BayesMallows (version 2.2.0)

compute_mallows: Preference Learning with the Mallows Rank Model

Description

Compute the posterior distributions of the parameters of the Bayesian Mallows Rank Model, given rankings or preferences stated by a set of assessors.

The BayesMallows package uses the following parametrization of the Mallows rank model mallows1957BayesMallows:

$$p(r|\alpha,\rho) = \frac{1}{Z_{n}(\alpha)} \exp\left\{\frac{-\alpha}{n} d(r,\rho)\right\}$$

where \(r\) is a ranking, \(\alpha\) is a scale parameter, \(\rho\) is the latent consensus ranking, \(Z_{n}(\alpha)\) is the partition function (normalizing constant), and \(d(r,\rho)\) is a distance function measuring the distance between \(r\) and \(\rho\). We refer to vitelli2018;textualBayesMallows for further details of the Bayesian Mallows model.

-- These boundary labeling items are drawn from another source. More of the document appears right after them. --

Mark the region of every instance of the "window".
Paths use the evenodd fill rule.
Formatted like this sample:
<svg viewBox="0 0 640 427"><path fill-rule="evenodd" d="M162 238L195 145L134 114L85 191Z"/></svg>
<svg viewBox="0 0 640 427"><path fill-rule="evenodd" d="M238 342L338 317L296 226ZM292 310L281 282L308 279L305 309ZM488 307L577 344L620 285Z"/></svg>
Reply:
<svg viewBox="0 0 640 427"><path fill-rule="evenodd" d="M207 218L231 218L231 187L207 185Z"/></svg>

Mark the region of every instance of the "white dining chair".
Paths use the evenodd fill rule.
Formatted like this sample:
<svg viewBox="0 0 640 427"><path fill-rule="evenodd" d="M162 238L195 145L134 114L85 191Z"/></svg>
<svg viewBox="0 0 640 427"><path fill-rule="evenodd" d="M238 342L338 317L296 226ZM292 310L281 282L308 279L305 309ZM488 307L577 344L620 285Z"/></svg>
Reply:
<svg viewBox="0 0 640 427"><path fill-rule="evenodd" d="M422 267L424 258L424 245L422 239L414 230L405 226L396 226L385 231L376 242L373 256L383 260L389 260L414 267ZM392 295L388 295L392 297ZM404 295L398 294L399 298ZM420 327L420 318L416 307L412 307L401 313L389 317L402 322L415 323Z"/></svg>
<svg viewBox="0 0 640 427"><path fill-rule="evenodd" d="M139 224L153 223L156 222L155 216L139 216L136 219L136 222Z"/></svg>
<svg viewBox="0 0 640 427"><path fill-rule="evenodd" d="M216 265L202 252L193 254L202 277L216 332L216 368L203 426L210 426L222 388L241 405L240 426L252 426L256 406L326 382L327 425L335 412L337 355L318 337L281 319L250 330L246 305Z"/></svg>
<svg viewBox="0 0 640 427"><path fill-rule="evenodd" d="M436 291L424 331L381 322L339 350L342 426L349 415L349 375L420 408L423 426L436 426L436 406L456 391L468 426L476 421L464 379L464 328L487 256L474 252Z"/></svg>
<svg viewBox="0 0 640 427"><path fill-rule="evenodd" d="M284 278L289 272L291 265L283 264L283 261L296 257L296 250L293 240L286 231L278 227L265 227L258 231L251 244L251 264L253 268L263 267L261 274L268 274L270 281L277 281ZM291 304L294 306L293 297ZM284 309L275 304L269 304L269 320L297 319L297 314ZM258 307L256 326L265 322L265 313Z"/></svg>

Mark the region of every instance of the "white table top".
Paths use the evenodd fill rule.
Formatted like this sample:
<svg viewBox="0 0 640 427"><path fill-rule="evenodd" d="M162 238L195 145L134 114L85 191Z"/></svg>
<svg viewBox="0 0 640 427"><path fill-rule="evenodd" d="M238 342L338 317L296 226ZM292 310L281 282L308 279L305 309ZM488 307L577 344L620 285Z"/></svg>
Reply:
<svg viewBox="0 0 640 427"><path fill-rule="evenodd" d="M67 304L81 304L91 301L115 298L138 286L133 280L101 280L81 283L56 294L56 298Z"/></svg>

compute_mallows always returns posterior distributions of the latent consensus ranking \(\rho\) and the scale parameter \(\alpha\). Several distance measures are supported, and the preferences can take the form of complete or incomplete rankings, as well as pairwise preferences. compute_mallows can also compute mixtures of Mallows models, for clustering of assessors with similar preferences.

Usage

compute_mallows(
  data,
  model_options = set_model_options(),
  compute_options = set_compute_options(),
  priors = set_priors(),
  initial_values = set_initial_values(),
  pfun_estimate = NULL,
  progress_report = set_progress_report(),
  cl = NULL
)

Value

An object of class BayesMallows.

Arguments

data

An object of class "BayesMallowsData" returned from setup_rank_data().

model_options

An object of class "BayesMallowsModelOptions" returned from set_model_options().

compute_options

An object of class "BayesMallowsComputeOptions" returned from set_compute_options().

priors

An object of class "BayesMallowsPriors" returned from set_priors().

initial_values

An object of class "BayesMallowsInitialValues" returned from set_initial_values().

pfun_estimate

Object returned from estimate_partition_function(). Defaults to NULL, and will only be used for footrule, Spearman, or Ulam distances when the cardinalities are not available, cf. get_cardinalities().

progress_report

An object of class "BayesMallowsProgressReported" returned from set_progress_report().

cl

Optional cluster returned from parallel::makeCluster(). If provided, chains will be run in parallel, one on each node of cl.

References

See Also

Other modeling: burnin(), burnin<-(), compute_mallows_mixtures(), compute_mallows_sequentially(), sample_prior(), update_mallows()

Examples

Run this code
# ANALYSIS OF COMPLETE RANKINGS
# The example datasets potato_visual and potato_weighing contain complete
# rankings of 20 items, by 12 assessors. We first analyse these using the Mallows
# model:
set.seed(1)
model_fit <- compute_mallows(
  data = setup_rank_data(rankings = potato_visual),
  compute_options = set_compute_options(nmc = 2000)
  )

# We study the trace plot of the parameters
assess_convergence(model_fit, parameter = "alpha")
assess_convergence(model_fit, parameter = "rho", items = 1:4)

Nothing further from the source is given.